By LESTER CHANG
Susannah Raney started her Cupertino business, English as a Second Language Tutoring on Wheels, two and a half years ago to help foreign-born professionals reduce heavy accents that may impede their ability to communicate with potential clients.
Since then, she has found her services to be in high demand. She has helped 60 clients, mostly Taiwanese and Chinese, work toward solving their language problems.
In addition, she says, high-tech companies, banks and brokerage firms in Silicon Valley have consulted her to find ways to help such employees without offending them. In a time of corporate downsizing and layoffs, these companies are looking for every edge to remain competitive.
"These companies are frustrated," she says. "People don't have the time to try to figure out what [other] people are saying. They want to hear it clearly the first time. In business, this matters. It is money."
Raney says the companies she consults for balk at telling such employees about their shortcomings, mainly because they don't want to offend employees that are otherwise productive.
And this is where Raney's updated business programs come in: As a way to get to middle- and lower-management employees, she has proposed putting up posters describing her business' service in office buildings throughout the Santa Clara Valley. She is also designing newspaper ads with cartoons that carry subtle messages about words non-native English speakers commonly mispronounce, such as "impotent" instead of "important" and "mouse" instead of "mouth."
Raney has also sought out the help of Cupertino civil attorney Richard Abdalah to speak at gatherings on sexual harassment. In some cases, Raney says, people's mispronunciations can mistakenly offend the opposite sex. Episodes like these can lead to sexual harassment lawsuits and hefty court costs for companies dragged into court, she adds.

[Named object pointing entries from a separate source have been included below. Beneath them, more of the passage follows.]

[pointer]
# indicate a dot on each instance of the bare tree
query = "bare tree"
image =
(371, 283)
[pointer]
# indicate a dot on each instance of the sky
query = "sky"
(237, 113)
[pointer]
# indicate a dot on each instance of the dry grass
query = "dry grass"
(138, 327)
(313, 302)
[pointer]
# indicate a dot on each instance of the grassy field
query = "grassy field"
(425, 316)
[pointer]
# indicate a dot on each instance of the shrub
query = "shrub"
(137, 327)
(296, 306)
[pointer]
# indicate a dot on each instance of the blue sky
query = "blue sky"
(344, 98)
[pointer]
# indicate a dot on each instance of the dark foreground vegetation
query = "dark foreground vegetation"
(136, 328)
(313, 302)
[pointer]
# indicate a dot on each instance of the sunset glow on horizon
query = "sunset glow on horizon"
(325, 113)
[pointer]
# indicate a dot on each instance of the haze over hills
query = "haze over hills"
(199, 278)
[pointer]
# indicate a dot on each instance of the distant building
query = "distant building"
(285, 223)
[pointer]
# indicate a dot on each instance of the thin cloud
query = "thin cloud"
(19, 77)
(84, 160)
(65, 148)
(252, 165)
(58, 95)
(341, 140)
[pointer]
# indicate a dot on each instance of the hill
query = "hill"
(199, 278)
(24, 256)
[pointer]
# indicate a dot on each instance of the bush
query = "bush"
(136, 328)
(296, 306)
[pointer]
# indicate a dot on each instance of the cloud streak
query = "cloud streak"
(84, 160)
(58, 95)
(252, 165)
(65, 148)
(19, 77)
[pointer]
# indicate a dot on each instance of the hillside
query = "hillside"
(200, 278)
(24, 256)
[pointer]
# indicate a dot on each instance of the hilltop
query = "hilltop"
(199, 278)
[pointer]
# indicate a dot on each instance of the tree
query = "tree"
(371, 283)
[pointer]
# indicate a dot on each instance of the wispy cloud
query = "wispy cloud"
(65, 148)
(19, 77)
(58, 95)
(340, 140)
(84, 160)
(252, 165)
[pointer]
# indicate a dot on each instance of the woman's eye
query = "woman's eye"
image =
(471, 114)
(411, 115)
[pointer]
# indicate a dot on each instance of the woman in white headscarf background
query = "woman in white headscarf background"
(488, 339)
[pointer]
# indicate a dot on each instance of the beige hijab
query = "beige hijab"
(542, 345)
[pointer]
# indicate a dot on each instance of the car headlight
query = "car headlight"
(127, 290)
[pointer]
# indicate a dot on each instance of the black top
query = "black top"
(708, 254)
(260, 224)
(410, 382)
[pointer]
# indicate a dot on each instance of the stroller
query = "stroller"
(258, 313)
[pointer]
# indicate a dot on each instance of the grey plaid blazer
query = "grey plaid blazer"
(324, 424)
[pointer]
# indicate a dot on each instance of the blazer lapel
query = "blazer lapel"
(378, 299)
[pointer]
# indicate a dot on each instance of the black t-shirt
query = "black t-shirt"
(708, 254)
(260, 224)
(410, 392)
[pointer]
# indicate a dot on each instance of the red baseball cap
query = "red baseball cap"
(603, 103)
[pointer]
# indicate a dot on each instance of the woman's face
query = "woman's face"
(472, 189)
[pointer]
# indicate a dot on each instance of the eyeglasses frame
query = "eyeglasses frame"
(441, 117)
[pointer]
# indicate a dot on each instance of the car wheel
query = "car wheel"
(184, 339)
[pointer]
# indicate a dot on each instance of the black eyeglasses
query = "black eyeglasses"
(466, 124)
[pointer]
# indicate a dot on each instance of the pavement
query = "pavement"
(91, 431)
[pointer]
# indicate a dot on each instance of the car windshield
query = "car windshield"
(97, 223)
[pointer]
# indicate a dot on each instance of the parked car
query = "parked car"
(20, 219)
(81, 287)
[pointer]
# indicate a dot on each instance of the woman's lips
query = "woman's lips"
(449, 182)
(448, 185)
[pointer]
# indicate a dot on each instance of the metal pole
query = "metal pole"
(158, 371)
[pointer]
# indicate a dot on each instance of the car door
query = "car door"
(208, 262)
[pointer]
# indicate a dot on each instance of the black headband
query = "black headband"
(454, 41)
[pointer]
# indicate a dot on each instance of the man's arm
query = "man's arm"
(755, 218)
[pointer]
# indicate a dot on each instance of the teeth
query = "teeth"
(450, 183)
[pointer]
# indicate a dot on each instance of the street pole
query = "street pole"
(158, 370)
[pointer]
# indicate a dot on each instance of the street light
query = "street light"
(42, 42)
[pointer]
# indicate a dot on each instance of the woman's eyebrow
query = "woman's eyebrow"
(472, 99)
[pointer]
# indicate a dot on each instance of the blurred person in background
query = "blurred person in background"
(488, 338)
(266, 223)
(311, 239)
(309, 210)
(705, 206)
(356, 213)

Raney cites the case of a top Santa Clara Valley businessman who approached a female employee and wanted six copies of a document for a meeting. Instead of saying "six," he uttered "sex," an error he didn't know he made, Raney says.
"It is obvious what the person meant," she adds, "but what he said came out totally different. And these mistakes are made by intelligent and successful people. It need not be."
In her program, which is open to all, she teaches students the rhythm of speech and how to familiarize themselves with jargon and slang used in U.S. offices.
Raney says she finds nothing wrong with accents, but they could become an impediment to professional and personal growth when they are so thick that a person can not be understood.
Most of Raney's clients are engineers or computer specialists who work in Silicon Valley. Because of their advanced degrees and high management positions, many don't believe they have any shortcomings in their professional careers, she says. Nevertheless, at business and social gatherings, they sometimes utter words that make them sound foolish, even when they don't know it.
Raney says many clients believe building a large vocabulary is one of the keys to success in the corporate world, but that belief couldn't be further from the truth.
"Building a huge vocabulary is not enough to bridge the gap between education and speaking well," she adds.
Among other things, Raney teaches students to become aware of sloppy colloquialisms and to grasp informal office language, such as "9 to 5" or "bigwig," and computer terms like "boot" and "glitch."
Her classes are taught in the American Executive buildings in San Jose and Cupertino on Saturday and Sunday. The program runs for eight sessions, and students can get more coaching if they desire, Raney said.
This article appeared in the Cupertino Courier, June 19, 1996.